He’s young, charismatic, popular across age demographics, and he’s vying for the Prime Minister position during the next Canadian federal election.
No, not Justin Trudeau. We’re talking about the next-in-line to be PM, Jagmeet Singh, who is poised to dethrone Trudeau.
It’s hard to imagine Justin Trudeau losing a popularity contest (because, come on, that’s all an election really is) but not all Canadians are smitten with the current PM.
Over the course of Trudeau’s ongoing tenure as Prime Minister, he’s shown himself to be a capable leader, but not the one people expected.
Trudeau promised electoral reform, environmentally-minded decisions, and a break away from the “typical” politician.
Instead we got a broken promise on electoral reform, the Trans Mountain Pipeline, surprisingly conservative rhetoric, and obscene spending on vacations to the Bahamas… among other things.
Yes, Trudeau can snap a great selfie and has made Canada look great on the world stage, but back at home, he’s no longer the nation’s golden boy.
Enter Jagmeet Singh, the newly-made leader of the New Democratic Party and a possible force for real change in Canada.
Originally from Scarborough in Toronto, Singh moved around a bit growing up, never leading the privileged life of a Prime Minister’s son like someone else we know.
Singh used to be a criminal defence lawyer before getting into politics, endowing the new NDP leader with some credible experience and a skillset befitting a world leader.
And, as is plainly seen from his (often brightly coloured) turban, Singh is a practising Sikh.
Taken all together, we have a politician who isn’t born of intense privilege, understands the plights of racial and religious minorities, is incredibly intelligent, and can connect with Canadians of any creed or class.
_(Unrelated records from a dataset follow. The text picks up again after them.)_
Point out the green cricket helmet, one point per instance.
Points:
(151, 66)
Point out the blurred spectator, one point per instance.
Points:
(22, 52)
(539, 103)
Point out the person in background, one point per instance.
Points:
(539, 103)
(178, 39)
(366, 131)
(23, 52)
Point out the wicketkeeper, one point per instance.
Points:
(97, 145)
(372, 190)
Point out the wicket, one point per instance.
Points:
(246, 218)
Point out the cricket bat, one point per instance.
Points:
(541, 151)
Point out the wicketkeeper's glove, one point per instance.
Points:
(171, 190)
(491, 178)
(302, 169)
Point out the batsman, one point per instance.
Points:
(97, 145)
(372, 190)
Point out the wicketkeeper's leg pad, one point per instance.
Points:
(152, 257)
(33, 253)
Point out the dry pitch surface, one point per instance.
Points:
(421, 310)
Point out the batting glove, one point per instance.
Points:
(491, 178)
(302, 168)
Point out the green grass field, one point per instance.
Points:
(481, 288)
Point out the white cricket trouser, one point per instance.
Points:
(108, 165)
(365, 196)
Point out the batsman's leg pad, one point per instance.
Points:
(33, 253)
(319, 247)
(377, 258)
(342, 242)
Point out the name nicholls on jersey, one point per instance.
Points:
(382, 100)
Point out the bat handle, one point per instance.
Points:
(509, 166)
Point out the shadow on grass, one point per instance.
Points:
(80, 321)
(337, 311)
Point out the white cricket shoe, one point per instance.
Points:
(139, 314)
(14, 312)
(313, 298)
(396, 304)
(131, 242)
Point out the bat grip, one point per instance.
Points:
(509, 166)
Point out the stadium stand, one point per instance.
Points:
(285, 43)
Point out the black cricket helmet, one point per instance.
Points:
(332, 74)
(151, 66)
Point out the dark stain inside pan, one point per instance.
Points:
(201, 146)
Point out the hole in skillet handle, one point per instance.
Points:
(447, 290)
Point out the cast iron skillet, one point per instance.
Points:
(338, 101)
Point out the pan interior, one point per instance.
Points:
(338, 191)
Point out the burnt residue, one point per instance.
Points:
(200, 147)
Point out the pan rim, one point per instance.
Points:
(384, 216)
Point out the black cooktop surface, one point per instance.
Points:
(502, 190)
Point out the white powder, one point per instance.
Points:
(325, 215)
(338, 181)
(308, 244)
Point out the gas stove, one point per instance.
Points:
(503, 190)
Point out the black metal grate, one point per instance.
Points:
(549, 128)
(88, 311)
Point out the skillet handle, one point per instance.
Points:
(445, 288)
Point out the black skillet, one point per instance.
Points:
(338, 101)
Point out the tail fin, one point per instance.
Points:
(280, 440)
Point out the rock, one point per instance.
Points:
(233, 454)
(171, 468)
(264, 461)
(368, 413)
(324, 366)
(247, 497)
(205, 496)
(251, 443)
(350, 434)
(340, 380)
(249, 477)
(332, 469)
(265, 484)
Singh, in many ways, is reflective of modern Canada, and that’s why he’s so damn popular among young and old alike.
Trudeau doesn’t have the entirety of the youth vote anymore. After many of Trudeau’s broken promises, young Canadians aren’t as enchanted with the current Prime Minister as they were a few years ago.
Singh, on the other hand, is the alluring new option who may actually make some beneficial change in Canada if elected.
Singh is kind of like Trudeau 2.0. But instead of being a white guy (like every other Prime Minister we’ve ever had) who is obsessed with his image, Singh is a largely self-made man who truly reflects Canada’s diversity.
The only obstacle in Singh’s path to Prime Minster-hood is Quebec.
Why? Well, Quebecers have a well-known dislike for religious attire. The debates about wearing a burka or niqab are STILL ongoing.
Singh’s turban, a symbol of his religion, could put off Quebecers, a crucial voting pool.
Hopefully, that won’t be the case. Politics is all about image, but Trudeau’s has lost its lustre, and Singh shouldn’t be discredited because of his religious and cultural background.
But we got a full two years until the next federal election. Trudeau may make some strong moves to re-convince us how amazing he is.
Or, as is more likely, he’ll keep doing what he’s doing, leaving the door open for a new contender (like Singh) to move in and take the lead.